Медник, доктор примусиный,
Примус вылечит больной:
Кормит свежим керосином,
Чистит тонкою иглой.
- Очень люблю я белье,
С белой рубашкой дружу,
Как погляжу на нее -
Глажу, утюжу, скольжу.
Если б вы знали, как мне
Больно стоять на огне!
- Мне, сырому, неученому,
Простоквашей стать легко,-
Говорило кипяченому
Сырое молоко.
А кипяченое
Отвечает нежненько:
- Я совсем не неженка,
У меня есть пенка!
- В самоваре, и в стакане,
И в кувшине, и в графине
Вся вода из крана.
Не разбей стакана.
- А водопровод
Где
воду
берет?
Курицы-красавицы пришли к спесивым павам:
- Дайте нам хоть перышко, на радостях: кудах!
- Вот еще!
Куда вы там?
Подумайте: куда вам?
Мы вам не товарищи: подумаешь! кудах!
Сахарная голова
Ни жива ни мертва -
Заварили свежий чай:
К нему сахар подавай!
Плачет телефон в квартире -
Две минуты, три, четыре.
Замолчал и очень зол:
Ах, никто не подошел.
- Значит, я совсем не нужен,
Я обижен, я простужен:
Телефоны-старики -
Те поймут мои звонки!
- Если хочешь, тронь -
Чуть тепла ладонь:
Я электричество - холодный огонь.
Тонок уголек,
Волоском завит:
Лампочка стеклянная не греет, а горит.
Бушевала синица:
В море негде напиться -
И большая волна,
И вода солона;
А вода не простая,
А всегда голубая...
Как-нибудь обойдусь -
Лучше дома напьюсь!
Принесли дрова на кухню,
Как вязанка на пол бухнет,
Как рассыплется она -
И береза и сосна,-
Чтобы жарко было в кухне,
Чтоб плита была красна.
Это мальчик-рисовальщик,
Покраснел он до ушей,
Потому что не умеет
Он чинить карандашей.
Искрошились.
Еле-еле
заострились.
Похудели.
И взмолилися они:
- Отпусти нас, не чини!
Рассыпаются горохом
Телефонные звонки,
Но на кухне слышат плохо
Утюги и котелки.
И кастрюли глуховаты -
Но они не виноваты:
Виноват открытый кран -
Он шумит, как барабан.
Что ты прячешься, фотограф.
Что завесился платком?
Вылезай, снимай скорее,
Будешь прятаться потом.
Только страусы в пустыне
Прячут голову в крыло.
Эй, фотограф!
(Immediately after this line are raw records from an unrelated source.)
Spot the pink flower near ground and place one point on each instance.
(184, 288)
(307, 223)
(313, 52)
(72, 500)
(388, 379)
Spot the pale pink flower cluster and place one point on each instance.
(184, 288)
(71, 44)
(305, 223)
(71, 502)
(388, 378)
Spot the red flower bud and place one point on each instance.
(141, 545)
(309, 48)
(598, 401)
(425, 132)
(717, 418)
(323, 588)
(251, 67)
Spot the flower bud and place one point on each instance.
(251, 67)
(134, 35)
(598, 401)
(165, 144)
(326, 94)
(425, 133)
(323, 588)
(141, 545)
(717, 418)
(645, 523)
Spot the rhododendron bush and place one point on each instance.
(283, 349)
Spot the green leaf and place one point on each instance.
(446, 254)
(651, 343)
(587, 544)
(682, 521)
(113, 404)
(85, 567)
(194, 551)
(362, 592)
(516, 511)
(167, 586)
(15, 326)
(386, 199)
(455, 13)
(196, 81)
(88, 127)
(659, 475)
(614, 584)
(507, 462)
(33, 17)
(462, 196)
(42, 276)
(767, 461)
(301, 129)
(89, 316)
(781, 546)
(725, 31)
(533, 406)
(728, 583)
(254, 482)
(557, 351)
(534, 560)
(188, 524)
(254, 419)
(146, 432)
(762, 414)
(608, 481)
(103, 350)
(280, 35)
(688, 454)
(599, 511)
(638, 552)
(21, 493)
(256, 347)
Неприлично
Спать, когда совсем светло!
Покупали скрипачи
На базаре калачи,
И достались в перебранке
Трубачам одни баранки.
1924.
Так получилось в истории советского детского книгопечатания, что гонимые и расстрелянные ГПУ - НКВД поэты, писатели и художники, создали наиболее значимые шедевры детской полиграфии. Это и Хармс, и Пастернак, и Мандельштам, и Клуцис, и Ермолаева и др. В нашем случае О. Мандельштам прошел свой путь отношений с НКВД до трагического конца …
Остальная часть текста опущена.